Altro che Marcos: in foto un italiano e non il comandante

La dichiarazione della presidenta ha fatto tirare un sospiro di sollievo. «La nostra carne non verrà esportata». Il filetto in Argentina scarseggia e costa caro. Ma d’ora in poi resterà in casa. Ma questo è l’epilogo. Prima erano arrivate oscure frasi apparentemente senza senso. Un mese fa alla conferenza stampa la presidente Cristina Kirchner si era presentata di tutto punto, elegante e perfetta come sempre, per dire a microfoni e telecamere: «Il consumo di carne di maiale migliora l’attività sessuale». Il silenzio era calato in sala. «Ma come la carne di maiale?», si erano chiesti tutti. Eppure gli osservatori più perspicaci non si erano lasciati trarre in inganno: dalla Kirchner nessun motto di spirito, nessuna boutade. Solo l’anticipazione di un problema reale, concreto, tremendo, che rischia di colpire il Paese al cuore, che gli scippa l’identità più profonda, gli strappa la tradizione della domenica a pranzo, quando tutta la famiglia si riunisce per l’asado, quando il capofamiglia si mette alla parrilla, arrostisce e cuoce, con pazienza, con sapienza per i figli, per i nipoti, più di una festa, come una riconciliazione.

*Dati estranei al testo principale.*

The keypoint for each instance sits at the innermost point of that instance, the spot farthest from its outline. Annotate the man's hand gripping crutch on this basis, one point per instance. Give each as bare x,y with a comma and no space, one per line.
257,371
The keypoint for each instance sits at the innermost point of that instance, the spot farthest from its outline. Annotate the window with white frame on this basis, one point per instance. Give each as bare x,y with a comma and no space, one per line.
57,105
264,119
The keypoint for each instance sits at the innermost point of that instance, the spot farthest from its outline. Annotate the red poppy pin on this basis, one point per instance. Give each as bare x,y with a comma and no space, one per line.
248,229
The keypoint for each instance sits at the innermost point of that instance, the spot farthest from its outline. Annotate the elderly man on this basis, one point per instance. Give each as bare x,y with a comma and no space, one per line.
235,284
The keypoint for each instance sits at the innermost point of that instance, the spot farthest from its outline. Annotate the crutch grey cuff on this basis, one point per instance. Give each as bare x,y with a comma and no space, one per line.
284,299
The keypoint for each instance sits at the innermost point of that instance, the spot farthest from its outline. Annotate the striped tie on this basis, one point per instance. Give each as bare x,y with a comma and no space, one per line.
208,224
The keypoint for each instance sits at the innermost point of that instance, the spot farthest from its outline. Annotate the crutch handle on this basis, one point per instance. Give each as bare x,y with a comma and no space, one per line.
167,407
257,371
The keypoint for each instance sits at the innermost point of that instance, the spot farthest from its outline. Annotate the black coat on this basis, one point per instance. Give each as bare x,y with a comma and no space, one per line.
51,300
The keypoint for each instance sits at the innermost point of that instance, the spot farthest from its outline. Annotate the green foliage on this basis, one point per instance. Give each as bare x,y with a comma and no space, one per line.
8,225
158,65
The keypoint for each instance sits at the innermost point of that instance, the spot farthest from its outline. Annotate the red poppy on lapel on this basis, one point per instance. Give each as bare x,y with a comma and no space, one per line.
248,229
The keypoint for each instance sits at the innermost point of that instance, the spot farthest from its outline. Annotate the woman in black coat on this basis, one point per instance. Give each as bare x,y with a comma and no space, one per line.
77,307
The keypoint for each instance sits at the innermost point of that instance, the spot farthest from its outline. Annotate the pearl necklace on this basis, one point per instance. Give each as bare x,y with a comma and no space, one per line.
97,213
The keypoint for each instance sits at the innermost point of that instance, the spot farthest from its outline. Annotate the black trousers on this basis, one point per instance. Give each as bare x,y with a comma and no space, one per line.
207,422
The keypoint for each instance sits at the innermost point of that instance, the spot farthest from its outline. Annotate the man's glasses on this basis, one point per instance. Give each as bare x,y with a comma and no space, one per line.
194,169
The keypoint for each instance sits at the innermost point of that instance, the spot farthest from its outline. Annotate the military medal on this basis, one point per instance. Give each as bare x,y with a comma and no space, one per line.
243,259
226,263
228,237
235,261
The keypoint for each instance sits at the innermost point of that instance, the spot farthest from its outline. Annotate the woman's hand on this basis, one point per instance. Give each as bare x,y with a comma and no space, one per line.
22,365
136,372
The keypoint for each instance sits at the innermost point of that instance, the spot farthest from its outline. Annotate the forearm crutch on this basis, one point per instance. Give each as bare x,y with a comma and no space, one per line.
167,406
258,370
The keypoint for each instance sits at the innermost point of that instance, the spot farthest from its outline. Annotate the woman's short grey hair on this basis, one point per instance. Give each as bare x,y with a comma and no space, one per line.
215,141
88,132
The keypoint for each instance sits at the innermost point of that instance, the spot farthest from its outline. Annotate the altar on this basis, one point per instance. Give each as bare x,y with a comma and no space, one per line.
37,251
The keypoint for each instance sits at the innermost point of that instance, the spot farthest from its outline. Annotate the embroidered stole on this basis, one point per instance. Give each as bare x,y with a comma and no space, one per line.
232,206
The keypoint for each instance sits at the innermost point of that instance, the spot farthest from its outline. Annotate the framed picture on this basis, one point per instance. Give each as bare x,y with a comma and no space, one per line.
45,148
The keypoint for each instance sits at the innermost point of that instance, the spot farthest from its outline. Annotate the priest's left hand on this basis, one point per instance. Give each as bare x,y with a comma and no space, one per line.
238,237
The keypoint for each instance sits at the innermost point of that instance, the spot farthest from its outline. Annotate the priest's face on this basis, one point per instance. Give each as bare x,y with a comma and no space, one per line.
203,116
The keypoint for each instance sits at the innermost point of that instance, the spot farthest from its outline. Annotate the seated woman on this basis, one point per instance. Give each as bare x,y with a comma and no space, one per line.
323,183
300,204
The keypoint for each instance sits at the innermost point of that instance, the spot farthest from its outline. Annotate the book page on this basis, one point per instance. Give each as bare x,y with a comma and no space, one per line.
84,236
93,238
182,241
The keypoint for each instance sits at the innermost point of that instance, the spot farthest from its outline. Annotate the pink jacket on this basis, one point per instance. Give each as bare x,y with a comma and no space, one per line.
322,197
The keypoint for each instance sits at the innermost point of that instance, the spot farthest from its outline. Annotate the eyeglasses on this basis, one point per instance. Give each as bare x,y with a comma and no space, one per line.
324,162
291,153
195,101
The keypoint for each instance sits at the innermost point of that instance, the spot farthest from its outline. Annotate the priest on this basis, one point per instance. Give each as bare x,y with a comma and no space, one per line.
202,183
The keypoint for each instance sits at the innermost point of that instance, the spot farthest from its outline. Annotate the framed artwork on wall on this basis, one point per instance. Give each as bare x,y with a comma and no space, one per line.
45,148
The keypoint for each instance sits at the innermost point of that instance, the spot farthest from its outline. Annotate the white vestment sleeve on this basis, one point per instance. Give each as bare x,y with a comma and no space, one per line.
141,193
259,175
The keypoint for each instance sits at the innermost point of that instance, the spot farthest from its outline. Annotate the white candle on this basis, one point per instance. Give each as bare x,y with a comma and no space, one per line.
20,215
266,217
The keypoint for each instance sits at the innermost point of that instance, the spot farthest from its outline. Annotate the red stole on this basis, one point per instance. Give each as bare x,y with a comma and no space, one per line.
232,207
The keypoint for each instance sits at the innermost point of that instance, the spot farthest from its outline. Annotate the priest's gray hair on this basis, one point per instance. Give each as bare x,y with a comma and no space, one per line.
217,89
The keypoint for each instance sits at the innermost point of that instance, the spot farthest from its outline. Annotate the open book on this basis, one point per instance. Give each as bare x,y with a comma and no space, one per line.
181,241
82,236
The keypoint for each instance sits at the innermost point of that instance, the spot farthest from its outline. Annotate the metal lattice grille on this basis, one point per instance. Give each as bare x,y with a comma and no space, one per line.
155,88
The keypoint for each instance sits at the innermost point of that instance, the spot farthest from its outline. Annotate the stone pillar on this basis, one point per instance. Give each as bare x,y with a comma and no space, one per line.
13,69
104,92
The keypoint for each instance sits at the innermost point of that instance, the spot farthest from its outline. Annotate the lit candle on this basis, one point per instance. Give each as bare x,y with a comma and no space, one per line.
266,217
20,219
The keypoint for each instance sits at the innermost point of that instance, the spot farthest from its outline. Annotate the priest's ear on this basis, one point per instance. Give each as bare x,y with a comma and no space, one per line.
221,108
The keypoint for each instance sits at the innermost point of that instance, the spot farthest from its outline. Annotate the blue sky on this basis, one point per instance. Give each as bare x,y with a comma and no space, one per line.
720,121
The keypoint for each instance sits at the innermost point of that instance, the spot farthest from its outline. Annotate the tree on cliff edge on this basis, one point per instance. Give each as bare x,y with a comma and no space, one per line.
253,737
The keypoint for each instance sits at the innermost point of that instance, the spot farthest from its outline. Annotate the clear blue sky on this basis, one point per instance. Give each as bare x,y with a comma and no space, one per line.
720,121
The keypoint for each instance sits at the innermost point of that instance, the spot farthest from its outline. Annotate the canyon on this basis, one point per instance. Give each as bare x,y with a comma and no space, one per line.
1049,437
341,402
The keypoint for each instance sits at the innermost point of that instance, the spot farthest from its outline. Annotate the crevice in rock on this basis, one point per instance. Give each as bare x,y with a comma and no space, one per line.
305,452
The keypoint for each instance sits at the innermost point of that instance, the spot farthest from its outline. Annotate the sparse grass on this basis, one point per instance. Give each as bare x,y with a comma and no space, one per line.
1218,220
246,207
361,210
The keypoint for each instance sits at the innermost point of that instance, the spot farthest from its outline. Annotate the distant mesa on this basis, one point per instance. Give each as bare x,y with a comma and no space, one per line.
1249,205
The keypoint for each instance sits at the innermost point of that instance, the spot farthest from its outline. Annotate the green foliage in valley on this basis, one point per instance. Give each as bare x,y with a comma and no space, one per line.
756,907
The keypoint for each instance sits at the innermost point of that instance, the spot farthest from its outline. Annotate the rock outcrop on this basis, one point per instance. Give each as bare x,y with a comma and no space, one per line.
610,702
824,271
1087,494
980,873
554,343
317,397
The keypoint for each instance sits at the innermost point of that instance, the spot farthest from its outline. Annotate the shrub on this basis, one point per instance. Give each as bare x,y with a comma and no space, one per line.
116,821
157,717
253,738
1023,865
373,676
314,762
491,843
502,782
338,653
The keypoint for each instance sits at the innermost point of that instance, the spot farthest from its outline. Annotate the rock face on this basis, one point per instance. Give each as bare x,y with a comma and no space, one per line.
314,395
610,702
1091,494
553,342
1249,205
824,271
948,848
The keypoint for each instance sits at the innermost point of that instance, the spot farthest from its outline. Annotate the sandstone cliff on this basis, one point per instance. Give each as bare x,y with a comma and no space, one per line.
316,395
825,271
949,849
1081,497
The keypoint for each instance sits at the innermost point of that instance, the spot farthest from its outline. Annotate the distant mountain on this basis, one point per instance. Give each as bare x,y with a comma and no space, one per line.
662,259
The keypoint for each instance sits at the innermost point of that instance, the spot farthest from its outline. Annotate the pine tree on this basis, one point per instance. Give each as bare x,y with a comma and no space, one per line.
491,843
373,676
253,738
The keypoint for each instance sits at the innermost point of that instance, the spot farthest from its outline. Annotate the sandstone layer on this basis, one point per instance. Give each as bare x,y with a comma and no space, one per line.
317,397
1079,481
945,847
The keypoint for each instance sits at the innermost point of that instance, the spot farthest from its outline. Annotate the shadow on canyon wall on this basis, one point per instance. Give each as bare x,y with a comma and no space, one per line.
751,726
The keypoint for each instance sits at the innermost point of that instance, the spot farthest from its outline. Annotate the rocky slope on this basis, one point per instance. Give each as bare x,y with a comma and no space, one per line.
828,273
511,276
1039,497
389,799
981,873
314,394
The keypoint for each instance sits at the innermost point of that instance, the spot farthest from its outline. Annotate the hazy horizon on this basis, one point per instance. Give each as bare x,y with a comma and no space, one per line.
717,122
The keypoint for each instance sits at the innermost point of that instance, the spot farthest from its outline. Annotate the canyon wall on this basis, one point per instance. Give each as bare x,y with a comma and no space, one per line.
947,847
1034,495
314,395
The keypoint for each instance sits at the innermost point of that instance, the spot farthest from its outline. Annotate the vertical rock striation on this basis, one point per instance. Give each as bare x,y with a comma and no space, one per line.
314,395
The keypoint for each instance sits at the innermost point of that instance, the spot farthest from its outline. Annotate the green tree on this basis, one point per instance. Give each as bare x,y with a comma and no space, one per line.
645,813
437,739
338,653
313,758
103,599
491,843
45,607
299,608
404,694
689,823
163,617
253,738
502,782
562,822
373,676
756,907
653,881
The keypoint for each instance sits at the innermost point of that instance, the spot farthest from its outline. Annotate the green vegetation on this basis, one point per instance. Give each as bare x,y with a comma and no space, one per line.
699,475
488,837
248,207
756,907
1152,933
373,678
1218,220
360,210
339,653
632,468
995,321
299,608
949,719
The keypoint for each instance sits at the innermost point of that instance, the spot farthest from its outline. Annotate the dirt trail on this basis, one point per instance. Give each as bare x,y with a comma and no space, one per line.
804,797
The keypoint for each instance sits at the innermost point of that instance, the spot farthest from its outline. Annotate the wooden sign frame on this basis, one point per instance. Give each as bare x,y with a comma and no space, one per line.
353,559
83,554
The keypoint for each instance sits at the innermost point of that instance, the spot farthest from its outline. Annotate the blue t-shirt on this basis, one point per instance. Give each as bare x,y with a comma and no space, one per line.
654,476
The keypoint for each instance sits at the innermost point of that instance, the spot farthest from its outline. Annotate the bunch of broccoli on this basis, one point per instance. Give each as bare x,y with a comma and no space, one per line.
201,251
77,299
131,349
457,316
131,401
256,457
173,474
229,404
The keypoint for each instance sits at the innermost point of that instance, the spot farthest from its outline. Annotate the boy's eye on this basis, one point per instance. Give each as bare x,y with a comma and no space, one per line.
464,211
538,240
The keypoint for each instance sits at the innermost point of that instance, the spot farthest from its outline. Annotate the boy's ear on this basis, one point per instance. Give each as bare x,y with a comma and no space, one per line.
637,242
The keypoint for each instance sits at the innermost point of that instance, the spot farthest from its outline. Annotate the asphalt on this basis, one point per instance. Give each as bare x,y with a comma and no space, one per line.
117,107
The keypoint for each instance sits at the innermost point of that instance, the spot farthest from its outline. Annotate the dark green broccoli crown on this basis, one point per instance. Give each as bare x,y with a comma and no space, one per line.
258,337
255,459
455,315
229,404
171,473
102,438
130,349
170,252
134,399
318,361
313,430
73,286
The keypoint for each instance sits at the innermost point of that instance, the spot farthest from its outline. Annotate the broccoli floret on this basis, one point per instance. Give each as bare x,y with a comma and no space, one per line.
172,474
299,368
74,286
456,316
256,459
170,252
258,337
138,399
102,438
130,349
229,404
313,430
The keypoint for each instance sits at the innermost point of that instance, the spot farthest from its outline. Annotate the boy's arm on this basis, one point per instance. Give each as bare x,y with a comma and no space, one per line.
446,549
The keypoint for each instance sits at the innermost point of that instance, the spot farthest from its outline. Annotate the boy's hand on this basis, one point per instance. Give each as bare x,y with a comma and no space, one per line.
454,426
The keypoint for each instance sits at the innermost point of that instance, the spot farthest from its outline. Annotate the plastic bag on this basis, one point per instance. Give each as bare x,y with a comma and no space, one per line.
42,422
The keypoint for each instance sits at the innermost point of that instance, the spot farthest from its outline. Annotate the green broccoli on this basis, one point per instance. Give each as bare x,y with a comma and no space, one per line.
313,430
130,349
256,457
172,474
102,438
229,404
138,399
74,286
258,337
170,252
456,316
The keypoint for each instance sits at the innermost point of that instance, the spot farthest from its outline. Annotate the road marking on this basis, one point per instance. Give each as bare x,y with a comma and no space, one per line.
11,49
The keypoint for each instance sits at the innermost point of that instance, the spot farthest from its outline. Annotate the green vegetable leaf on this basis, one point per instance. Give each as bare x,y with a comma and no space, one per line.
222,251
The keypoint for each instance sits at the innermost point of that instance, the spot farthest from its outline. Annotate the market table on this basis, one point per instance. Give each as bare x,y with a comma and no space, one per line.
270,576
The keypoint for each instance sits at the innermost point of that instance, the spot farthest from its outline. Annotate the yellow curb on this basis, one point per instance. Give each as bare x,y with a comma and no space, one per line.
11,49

Un mese dopo l’Argentina è alle prese con il razionamento della carne. Parola infame e brutale. Il filetto ormai costa una fortuna, 60 pesos, 12 euro al chilo. Uno sproposito, il doppio rispetto a qualche mese fa, inaccessibile per la maggior parte della popolazione. I macellai si lamentano: dall’inizio dell’anno i prezzi sono esplosi con aumenti tra il 50 e il 70 per cento. I barbecue domenicali sono diventati un lusso per ricchi, gli amici quando si ritrovano propongono pizza, da un paio di settimane nei menù dei ristoranti sono apparsi fogli volanti sui quali si legge: «I prezzi dei piatti a base di carne subiscono le variazioni dei prezzi di mercato». L’anima argentina è confusa, alle prese con ricette a base di tristissimi polli.
I manzi latitano. Nelle praterie le mandrie sono ridotte a mangiare foraggio artificiale. Tutta colpa della soia. Soia da esportare in Cina o soia da trasformare in ecobenzina. Ettari ed ettari di pascoli trasformati in campi più redditizi. Dal 2003 in Argentina oltre un terzo della superficie coltivabile del Paese è stato convertito alla produzione di soia, che oggi occupa addirittura il 60 per cento dei terreni. E così i manzi scompaiono. Giorno dopo giorno lasciano spazio, spodestati da quei ciuffetti d’erbetta che fanno la fortuna del Paese in tema di esportazioni. Mandrie di razza Angus, le più pregiate del mondo, costrette a fuggire a nord, nel caldo torrido dell’Argentina. Qui, tra l’afa e il sole insistente le purissime Angus si incrociano con quelle di provenienza brasiliana e indiana, le Brahman. Gli estimatori più raffinati hanno già iniziato a storcere il naso. «Non è più la qualità di una volta», si lamentano. E c’è già chi ha pensato ad un nome nuovo per identificarle, per stigmatizzarle: le Brangus, che danno carne stopposa, secca, costrette nei recinti, a mangimi. Tutta colpa della soia; negli ultimi quindici anni, dieci milioni di ettari di Pampas sono stati come brutalizzati, snaturati, trasformati. Anche i gauchos, i famosi mandriani del Sud stanno lentamente perdendo l’identità: si ritrovano a cavallo di nuovissime macchine agricole a produrre soia. Dicono che una macchina vale 500 contadini.
Da economico, il problema sta diventando politico. Le associazioni dei consumatori insorgono, la gente vuole tornare a mangiare carne buona ed economica. L’offerta è scarsa, se non addirittura insufficiente a soddisfare un popolo così orgogliosamente carnivoro. La Kirchner ha dovuto sospendere le esportazioni di carne, per soddisfare almeno il mercato interno. Spera di far abbassare il prezzo. La carne di maiale non convince gli argentini. È buona, sfiziosa, ma non può essere un’alternativa al filetto.

Niente da fare. Le scelte del governo dovranno essere riviste, l’esportazione della soia rende, è vero, ma il prezzo da pagare è troppo alto. Senza l’Angus l’Argentina si trova con l’anima ferita, con l’identità rubata.